Actress and director Selina Cadell talks to Michael Berkeley about her passion for opera and the music she has turned to in times of loss.
Selina Cadell is one of our most versatile and accomplished actresses - from French and Saunders to Chekhov on Broadway, and from Alan Bennett to Shakespeare, she brings humour and sensitivity to stage and screen. Michael Billington described her recent performance in Charlotte Jones’s play Humble Boy as ‘one of the best pieces of acting you’ll see anywhere'.
Instantly recognisable to millions as the infatuated neck-braced pharmacist in the hugely popular TV series Doc Martin, Selina has another string to her bow – as a director specialising in 18th-century drama and, particularly, opera. She talks to Michael Berkeley about how she coaches singers to become better actors and she chooses arias from operas she’s directed: Handel’s 'Arianna in Creta' and Stravinsky’s 'The Rake’s Progress', written in 1951 but set in Handel’s time.
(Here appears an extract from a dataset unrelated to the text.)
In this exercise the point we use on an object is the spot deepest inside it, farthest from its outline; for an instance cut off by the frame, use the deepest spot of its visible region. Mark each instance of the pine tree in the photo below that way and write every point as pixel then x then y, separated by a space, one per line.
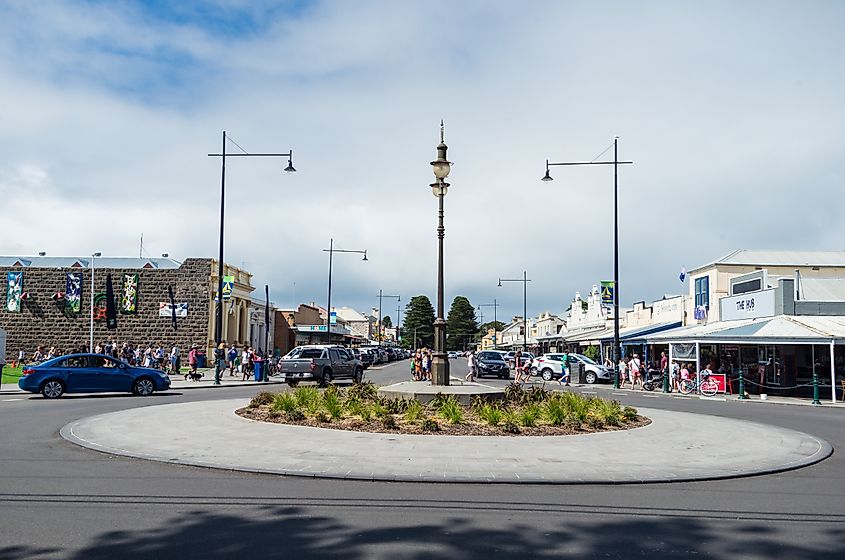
pixel 461 326
pixel 419 320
Selina shares memories of her godfather Sir Ralph Richardson - and his acting tips – and we hear his beautiful reading of Keats’s Ode to a Nightingale. She chooses a song by Noel Coward in memory of her brother, the actor Simon Cadell, and she speaks movingly about the death of her husband and mother earlier this year, choosing Debussy’s 'La Mer' as a celebration of her husband’s love of the sea.